An audio correction apparatus and an audio correction method. The audio correction method includes: receiving audio data, which may be input by a user and/or an instrument uttering sounds; detecting onset information by analyzing harmonic components of the received audio data; detecting pitch information of the received audio data based on the detected onset information; comparing the audio data with reference audio data and aligning the two based on the detected onset information and the detected pitch information; and correcting the aligned audio data to match the reference audio data.
Legal claims defining the scope of protection. Each claim is shown in both the original legal language and a plain English translation.
1. An audio correction method comprising: receiving audio data; cepstral analyzing the received audio data; analyzing harmonic components of the cepstral-analyzed audio data; generating a detection function based on cepstral coefficients of the analyzed harmonic components: detecting onset information in the received audio data based on the generated detection function; detecting pitch information of the received audio data based on the detected onset information; aligning the received audio data with reference audio data based on the detected onset information and the detected pitch information; and correcting the aligned audio data to match the reference audio data.
An audio correction method receives audio data, performs cepstral analysis on the audio, and analyzes harmonic components. A detection function is generated based on cepstral coefficients of the harmonic components. Onset information (start of notes or vowels) is detected in the audio using this detection function. Pitch information is then detected based on the onset information. The audio is aligned with reference audio data using both onset and pitch information, and finally, the aligned audio is corrected to match the reference audio.
2. The audio correction method of claim 1 , wherein the detecting the onset information comprises: selecting a harmonic component of a current frame using a pitch component of a previous frame; calculating said cepstral coefficients with respect to the harmonic components using the selected harmonic component of the current frame and the harmonic component of the previous frame; generating the detection function by calculating a sum of the calculated cepstral coefficients of the plurality of harmonic components; extracting an onset candidate group by detecting a peak of the generated detection function; and detecting the onset information by removing a plurality of adjacent onsets from the extracted onset candidate group.

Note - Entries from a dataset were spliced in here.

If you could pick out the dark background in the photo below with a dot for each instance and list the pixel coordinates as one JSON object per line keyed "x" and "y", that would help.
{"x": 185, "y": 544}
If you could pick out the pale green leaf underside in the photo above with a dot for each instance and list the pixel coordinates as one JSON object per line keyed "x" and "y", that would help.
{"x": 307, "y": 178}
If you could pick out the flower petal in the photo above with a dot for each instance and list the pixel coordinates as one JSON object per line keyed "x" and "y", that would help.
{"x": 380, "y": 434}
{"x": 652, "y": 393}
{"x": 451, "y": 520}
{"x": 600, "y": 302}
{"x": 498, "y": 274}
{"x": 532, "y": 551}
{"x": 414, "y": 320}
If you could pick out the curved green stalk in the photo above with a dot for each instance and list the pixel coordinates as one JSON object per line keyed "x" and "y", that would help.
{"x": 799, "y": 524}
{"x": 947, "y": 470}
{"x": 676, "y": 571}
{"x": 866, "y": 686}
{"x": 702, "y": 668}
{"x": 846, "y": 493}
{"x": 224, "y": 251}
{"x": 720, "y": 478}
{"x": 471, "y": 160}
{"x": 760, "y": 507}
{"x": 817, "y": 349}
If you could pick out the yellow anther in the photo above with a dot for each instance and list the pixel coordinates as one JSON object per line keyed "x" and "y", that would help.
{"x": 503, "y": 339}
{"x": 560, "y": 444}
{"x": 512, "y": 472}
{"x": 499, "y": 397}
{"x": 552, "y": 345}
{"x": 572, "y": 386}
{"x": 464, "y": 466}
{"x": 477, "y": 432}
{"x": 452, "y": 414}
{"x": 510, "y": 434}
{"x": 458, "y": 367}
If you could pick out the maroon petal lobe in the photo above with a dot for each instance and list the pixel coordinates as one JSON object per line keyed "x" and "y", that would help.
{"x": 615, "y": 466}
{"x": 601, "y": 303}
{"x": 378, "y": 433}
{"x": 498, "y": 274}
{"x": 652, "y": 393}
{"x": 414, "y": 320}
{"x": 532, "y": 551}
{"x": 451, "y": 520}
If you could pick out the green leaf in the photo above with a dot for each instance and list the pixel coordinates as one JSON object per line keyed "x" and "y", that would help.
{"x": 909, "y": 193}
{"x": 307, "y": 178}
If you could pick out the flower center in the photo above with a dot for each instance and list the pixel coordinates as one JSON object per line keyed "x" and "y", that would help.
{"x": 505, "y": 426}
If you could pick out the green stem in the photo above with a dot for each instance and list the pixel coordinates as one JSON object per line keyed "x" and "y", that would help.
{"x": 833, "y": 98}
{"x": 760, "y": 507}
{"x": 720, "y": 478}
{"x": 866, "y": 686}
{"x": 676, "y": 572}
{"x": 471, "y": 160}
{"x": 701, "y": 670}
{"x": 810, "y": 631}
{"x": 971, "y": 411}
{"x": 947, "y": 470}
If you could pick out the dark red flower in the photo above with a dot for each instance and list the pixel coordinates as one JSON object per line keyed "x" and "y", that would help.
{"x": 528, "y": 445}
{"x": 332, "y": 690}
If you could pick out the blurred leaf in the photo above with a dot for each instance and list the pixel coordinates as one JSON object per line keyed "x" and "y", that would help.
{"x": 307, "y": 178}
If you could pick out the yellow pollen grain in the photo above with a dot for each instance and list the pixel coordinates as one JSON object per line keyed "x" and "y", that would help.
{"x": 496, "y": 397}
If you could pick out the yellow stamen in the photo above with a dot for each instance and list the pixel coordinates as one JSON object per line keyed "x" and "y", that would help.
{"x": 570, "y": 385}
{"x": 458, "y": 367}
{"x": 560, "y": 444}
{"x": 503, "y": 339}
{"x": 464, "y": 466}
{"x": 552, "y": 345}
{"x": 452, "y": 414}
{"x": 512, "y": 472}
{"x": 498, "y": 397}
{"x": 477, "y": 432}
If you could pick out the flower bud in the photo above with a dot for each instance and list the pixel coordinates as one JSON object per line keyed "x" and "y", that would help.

The audio correction method refines onset detection by selecting a harmonic component of the current audio frame based on the pitch component of the previous frame. Cepstral coefficients are calculated using the selected harmonic component of the current frame and the harmonic component of the previous frame. The detection function is generated by summing these cepstral coefficients across multiple harmonic components. An initial set of onset candidates is found by detecting peaks in the detection function. Finally, the onset information is detected by removing closely adjacent onset candidates from this initial set, preventing multiple onsets being registered for a single note or vowel.
3. The audio correction method of claim 2 , wherein the calculating the cepstral coefficients comprises: determining whether the previous frame has the harmonic component; in response to the determining yielding that the harmonic component of the previous frame exists, calculating a high cepstral coefficient; and in response to the determining yielding that no harmonic component of the previous frame exists, calculating a low cepstral coefficient.
Within the cepstral coefficient calculation for onset detection, it is first determined whether a harmonic component existed in the previous audio frame. If a harmonic component existed in the previous frame, a "high" cepstral coefficient is calculated. Conversely, if no harmonic component existed in the previous frame, a "low" cepstral coefficient is calculated. This differential weighting of cepstral coefficients, depending on the presence or absence of prior harmonic components, enhances the accuracy of onset detection for audio correction.
4. The audio correction method of claim 1 , wherein the detecting the pitch information comprises detecting the pitch information between the detected onset components using a correntropy pitch detection method.
The audio correction method uses a correntropy pitch detection method to detect pitch information between the detected onset components. This focuses pitch detection efforts on the regions between identified note or vowel starts, providing efficiency and accuracy in determining the fundamental frequency of the audio at different moments in time for alignment and correction against reference data.
5. The audio correction method of claim 1 , wherein the aligning the received audio data with the reference audio data comprises: comparing the received audio data with the reference audio data; and aligning the received audio data with the reference audio data using a dynamic time warping method.
The audio correction method aligns received audio with reference audio by comparing the two audio streams and aligning them using a dynamic time warping (DTW) method. The DTW algorithm stretches and compresses the time axis of the received audio to best match the timing and duration of notes in the reference audio, based on the previously detected onset and pitch information.
6. The audio correction method of claim 5 , wherein the aligning the received audio data with the reference audio data comprises: calculating an onset correction ratio and a pitch correction ratio of the received audio data to correspond to the reference audio data.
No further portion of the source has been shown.